With many standardized tests canceled during the pandemic, students who wanted to test and had the means could travel to out-of-state to places where the tests were still being offered. Many students did not have this option. Plus, in normal times, access to good resources for test prep, including digital study aids, puts those with more technology ahead in the testing game. Students who may have counted on test scores to make their applications more competitive were disadvantaged. However, colleges going test-optional has led to modest gains in enrollment of underrepresented, first-generation, and female students at private colleges.

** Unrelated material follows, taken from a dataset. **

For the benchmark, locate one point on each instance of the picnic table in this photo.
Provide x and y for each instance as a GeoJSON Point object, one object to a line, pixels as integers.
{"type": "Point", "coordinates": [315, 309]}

When high schools went remote, students lost easy access to guidance counselors for help in college applications. First-generation college applicants especially need this guidance as their parents don’t have the life experience to help in this process. Many schools implemented virtual counseling, but it was less accessible to students with inadequate or nonexistent internet connections and devices. Underserved students were hampered by less access to good counseling and digital resources for searching and applying to colleges. Still, these barriers existed before the pandemic, with low-income students often at schools with less counseling and fewer computer resources.

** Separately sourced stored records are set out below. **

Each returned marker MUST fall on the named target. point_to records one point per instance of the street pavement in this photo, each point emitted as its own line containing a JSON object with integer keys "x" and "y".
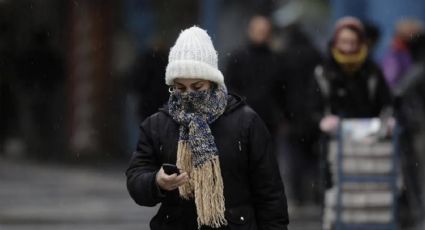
{"x": 41, "y": 196}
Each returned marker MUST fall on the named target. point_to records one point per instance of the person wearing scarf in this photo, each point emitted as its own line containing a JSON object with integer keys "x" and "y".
{"x": 351, "y": 84}
{"x": 228, "y": 172}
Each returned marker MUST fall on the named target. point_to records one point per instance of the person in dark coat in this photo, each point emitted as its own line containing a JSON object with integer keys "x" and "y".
{"x": 228, "y": 176}
{"x": 253, "y": 72}
{"x": 350, "y": 83}
{"x": 410, "y": 112}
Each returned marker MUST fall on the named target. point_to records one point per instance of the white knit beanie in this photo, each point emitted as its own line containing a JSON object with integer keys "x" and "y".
{"x": 193, "y": 57}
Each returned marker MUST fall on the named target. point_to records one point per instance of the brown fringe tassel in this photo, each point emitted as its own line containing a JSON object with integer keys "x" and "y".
{"x": 206, "y": 185}
{"x": 184, "y": 162}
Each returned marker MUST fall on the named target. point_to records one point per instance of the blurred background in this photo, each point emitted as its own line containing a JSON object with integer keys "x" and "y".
{"x": 78, "y": 76}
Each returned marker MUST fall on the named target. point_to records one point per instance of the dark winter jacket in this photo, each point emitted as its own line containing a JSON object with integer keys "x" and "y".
{"x": 253, "y": 190}
{"x": 253, "y": 73}
{"x": 363, "y": 94}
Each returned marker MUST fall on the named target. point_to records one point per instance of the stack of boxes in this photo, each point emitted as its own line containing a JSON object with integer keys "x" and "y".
{"x": 364, "y": 178}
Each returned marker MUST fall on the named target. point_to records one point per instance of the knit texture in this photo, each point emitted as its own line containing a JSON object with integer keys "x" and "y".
{"x": 197, "y": 153}
{"x": 193, "y": 57}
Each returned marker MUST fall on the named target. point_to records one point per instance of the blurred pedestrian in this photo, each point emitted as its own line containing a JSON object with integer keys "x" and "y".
{"x": 252, "y": 72}
{"x": 351, "y": 84}
{"x": 398, "y": 58}
{"x": 410, "y": 108}
{"x": 298, "y": 134}
{"x": 227, "y": 172}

Holistic Admissions Consideration

Holistic admissions policies allow more diverse students to have a shot at admissions. A lack of good digital access might mean that students must demonstrate their potential through more varied means. It was harder for students to complete their essays or online applications during the pandemic because of canceled tests and lack of internet and device access. In addition, many received lower grades due to attendance and homework problems. A comprehensive, contextualized, and systematic consideration process can allow applicants’ access and experience variability while maintaining reasonable decision-making standards. Experience during the pandemic showed that holistic admissions resulted in higher admittance rates for underserved students in many fields of study and at many types of higher education institutions.


Wider Divide After Covid

With high schools and colleges offering virtual education for varying periods during the pandemic, students with inadequate access to devices and broadband fell behind in their studies, had fewer resources for applications, and many failed to enroll in higher education at all. Students who could afford to were buying laptops and upgrading their home wifi access, but many vulnerable students did not have the resources to upgrade. Though many schools offered device and hotspot loans, many students were not reached by these programs. And there are other costs involved in the shift to remote, such as the need for a desk, headphones, or other peripheral devices. In addition, many had difficulty finding a quiet place to learn at home, free from family responsibilities and disturbances. These factors caused the digital divide to widen during the pandemic, and these impacts will continue to make enrolling in higher education challenging for many students in the coming years. Some students had the tools to succeed in distance education, while others were left behind; this needs to be factored in when making admission decisions going forward.


Digital Equity in Admissions and Enrollment

During the applications process, support for students with less tech access is vital, as is using a holistic approach to admissions to allow for a student’s strengths to shine through despite challenges in access. In addition, an individualized approach for applicants to ascertain their digital challenges in the process can help admissions counselors to offer support to find alternative ways to demonstrate capabilities and potential in their applications.

At enrollment, students should be assessed for their skills in navigating technology that they will need to be successful in their studies, just as we test math and language abilities. As more technology is incorporated into in-class and distance learning, digital literacy becomes a necessary competency for students to master. Adding testing and needs-based coursework can help to close the digital divide as students enroll, work towards a degree or certificate, and eventually become job-ready digital citizens.


The Upshot

The digital divide affects all different areas of life, from health care and employment to education. Yet higher education institutions are best positioned to help close the gap by using admissions criteria to admit students affected by that divide and then invest in support and training that will help level the playing field for digitally underprepared students. More research is needed to help recruiters and administrators design admissions criteria and technological supports that make the most difference for students who fall into this chasm. Admissions officers will need to develop holistic processes to ensure admitting students impacted by the digital divide remains a priority.